The idea is to provide a set of helper functions that we can use in
conjunction with libmnl, similar to what we have in
libnetfilter_queue/nlmsg.c

Signed-off-by: Ken-ichirou MATSUZAWA <chamas@xxxxxxxxxxxxx>
---
 Make_global.am                              |   2 +-
 configure.ac                                |   1 +
 include/libnetfilter_log/libnetfilter_log.h |  12 +++
 src/Makefile.am                             |   4 +-
 src/libnetfilter_log.c                      |  52 ++++++++++
 src/nlmsg.c                                 | 149 ++++++++++++++++++++++++++++
 6 files changed, 217 insertions(+), 3 deletions(-)

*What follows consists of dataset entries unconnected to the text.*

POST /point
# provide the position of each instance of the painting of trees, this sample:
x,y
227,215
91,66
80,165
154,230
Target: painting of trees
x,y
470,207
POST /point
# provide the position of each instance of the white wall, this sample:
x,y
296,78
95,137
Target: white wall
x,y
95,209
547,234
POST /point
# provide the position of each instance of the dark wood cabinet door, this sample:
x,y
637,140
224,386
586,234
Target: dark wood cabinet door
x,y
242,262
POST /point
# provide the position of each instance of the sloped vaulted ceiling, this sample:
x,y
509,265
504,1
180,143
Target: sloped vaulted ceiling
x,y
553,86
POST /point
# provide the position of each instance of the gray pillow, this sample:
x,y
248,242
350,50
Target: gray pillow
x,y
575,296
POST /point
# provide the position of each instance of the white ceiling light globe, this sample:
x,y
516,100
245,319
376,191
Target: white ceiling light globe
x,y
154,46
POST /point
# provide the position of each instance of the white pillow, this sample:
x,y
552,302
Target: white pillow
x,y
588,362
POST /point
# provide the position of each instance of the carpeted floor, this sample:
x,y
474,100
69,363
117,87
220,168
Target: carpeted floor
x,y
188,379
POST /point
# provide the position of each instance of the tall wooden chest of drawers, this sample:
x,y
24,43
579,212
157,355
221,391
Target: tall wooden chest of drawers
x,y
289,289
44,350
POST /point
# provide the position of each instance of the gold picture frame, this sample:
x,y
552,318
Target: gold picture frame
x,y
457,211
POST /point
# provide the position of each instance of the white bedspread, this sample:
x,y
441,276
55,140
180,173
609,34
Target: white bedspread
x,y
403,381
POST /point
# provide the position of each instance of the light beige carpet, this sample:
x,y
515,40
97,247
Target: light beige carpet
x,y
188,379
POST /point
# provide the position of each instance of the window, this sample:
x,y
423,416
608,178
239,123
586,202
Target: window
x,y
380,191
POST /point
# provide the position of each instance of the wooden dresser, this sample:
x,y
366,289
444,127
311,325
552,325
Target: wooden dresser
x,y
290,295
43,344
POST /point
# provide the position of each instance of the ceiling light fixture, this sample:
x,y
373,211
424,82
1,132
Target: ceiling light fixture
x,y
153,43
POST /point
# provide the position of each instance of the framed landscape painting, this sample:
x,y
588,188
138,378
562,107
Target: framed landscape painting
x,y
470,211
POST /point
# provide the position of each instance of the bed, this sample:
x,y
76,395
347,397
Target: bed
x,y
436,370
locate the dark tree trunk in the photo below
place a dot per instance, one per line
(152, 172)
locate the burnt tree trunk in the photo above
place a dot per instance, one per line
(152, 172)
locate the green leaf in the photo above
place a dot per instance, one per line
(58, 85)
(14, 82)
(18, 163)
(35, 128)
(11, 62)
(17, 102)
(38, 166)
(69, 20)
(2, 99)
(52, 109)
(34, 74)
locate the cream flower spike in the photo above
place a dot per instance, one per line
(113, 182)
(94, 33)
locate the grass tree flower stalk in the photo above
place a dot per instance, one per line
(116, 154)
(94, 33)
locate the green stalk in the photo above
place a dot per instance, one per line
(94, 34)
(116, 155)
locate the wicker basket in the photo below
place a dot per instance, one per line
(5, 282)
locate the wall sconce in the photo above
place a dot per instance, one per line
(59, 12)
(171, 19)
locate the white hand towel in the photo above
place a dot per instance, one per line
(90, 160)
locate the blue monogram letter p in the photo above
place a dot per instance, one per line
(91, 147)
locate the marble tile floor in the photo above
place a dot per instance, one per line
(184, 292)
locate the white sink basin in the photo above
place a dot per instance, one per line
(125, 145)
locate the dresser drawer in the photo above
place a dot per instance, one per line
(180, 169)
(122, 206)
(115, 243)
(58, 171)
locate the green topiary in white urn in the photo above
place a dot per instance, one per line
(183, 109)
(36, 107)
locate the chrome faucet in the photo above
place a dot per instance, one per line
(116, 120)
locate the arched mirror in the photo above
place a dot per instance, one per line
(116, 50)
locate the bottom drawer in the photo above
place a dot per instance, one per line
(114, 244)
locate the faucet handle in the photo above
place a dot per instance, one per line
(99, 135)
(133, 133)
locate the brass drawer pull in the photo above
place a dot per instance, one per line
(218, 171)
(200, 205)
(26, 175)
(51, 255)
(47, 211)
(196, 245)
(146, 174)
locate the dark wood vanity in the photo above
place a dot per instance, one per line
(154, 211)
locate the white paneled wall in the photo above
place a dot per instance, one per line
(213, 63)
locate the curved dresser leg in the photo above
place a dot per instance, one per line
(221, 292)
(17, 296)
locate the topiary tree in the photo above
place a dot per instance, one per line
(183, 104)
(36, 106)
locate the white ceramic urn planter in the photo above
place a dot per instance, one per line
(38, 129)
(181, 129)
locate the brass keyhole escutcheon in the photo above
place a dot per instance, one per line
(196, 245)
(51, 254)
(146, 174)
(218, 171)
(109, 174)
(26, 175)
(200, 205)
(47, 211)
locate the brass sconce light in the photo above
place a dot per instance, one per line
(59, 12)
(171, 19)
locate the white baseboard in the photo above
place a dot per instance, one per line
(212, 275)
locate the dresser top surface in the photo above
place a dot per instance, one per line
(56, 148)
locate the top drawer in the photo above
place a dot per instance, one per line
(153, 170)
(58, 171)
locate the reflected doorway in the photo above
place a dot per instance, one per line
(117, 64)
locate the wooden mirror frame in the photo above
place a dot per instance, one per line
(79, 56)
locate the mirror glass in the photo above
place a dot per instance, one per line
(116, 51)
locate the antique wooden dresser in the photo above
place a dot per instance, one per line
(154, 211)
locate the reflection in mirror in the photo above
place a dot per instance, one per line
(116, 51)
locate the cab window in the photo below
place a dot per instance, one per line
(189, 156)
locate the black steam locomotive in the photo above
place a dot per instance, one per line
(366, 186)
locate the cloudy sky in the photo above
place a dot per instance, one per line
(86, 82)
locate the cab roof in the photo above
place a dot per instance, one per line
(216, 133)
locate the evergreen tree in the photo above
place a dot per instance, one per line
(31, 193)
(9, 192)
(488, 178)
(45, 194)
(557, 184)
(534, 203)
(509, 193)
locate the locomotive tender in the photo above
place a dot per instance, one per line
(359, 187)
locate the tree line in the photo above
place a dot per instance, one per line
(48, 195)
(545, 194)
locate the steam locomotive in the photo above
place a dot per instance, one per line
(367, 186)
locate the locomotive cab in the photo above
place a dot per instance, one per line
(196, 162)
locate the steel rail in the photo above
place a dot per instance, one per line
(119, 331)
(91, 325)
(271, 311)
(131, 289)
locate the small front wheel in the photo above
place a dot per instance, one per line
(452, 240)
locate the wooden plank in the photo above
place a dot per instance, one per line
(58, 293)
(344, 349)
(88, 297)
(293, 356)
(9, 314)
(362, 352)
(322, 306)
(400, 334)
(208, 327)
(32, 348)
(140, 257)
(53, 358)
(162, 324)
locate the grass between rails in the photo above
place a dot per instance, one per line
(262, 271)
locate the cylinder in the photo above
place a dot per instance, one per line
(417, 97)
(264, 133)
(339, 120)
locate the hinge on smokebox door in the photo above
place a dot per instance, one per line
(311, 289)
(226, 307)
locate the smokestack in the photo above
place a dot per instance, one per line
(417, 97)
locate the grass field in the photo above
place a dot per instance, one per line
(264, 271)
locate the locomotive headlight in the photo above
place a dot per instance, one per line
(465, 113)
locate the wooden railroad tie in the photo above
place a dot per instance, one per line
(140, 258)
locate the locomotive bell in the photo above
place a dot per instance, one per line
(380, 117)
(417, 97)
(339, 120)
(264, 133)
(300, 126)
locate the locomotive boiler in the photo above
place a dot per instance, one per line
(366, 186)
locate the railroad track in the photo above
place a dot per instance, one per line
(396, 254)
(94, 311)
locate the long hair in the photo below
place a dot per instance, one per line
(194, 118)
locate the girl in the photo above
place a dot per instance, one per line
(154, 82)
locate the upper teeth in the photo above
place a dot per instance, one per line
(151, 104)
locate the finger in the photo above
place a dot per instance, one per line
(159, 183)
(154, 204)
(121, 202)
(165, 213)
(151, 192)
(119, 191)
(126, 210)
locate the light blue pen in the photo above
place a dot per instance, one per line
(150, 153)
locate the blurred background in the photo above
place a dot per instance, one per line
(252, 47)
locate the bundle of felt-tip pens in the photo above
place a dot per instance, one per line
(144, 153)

 create mode 100644 src/nlmsg.c

diff --git a/Make_global.am b/Make_global.am
index a4e9bd9..9bc8ea1 100644
--- a/Make_global.am
+++ b/Make_global.am
@@ -1,2 +1,2 @@
-AM_CPPFLAGS = -I${top_srcdir}/include ${LIBNFNETLINK_CFLAGS}
+AM_CPPFLAGS = -I${top_srcdir}/include ${LIBNFNETLINK_CFLAGS} ${LIBMNL_CFLAGS}
 AM_CFLAGS = -Wall
diff --git a/configure.ac b/configure.ac
index cdcbc90..ead9399 100644
--- a/configure.ac
+++ b/configure.ac
@@ -30,6 +30,7 @@ AM_CONDITIONAL([BUILD_IPULOG], [test "x$with_ipulog" != xno])
 
 dnl Dependencies
 PKG_CHECK_MODULES([LIBNFNETLINK], [libnfnetlink >= 0.0.41])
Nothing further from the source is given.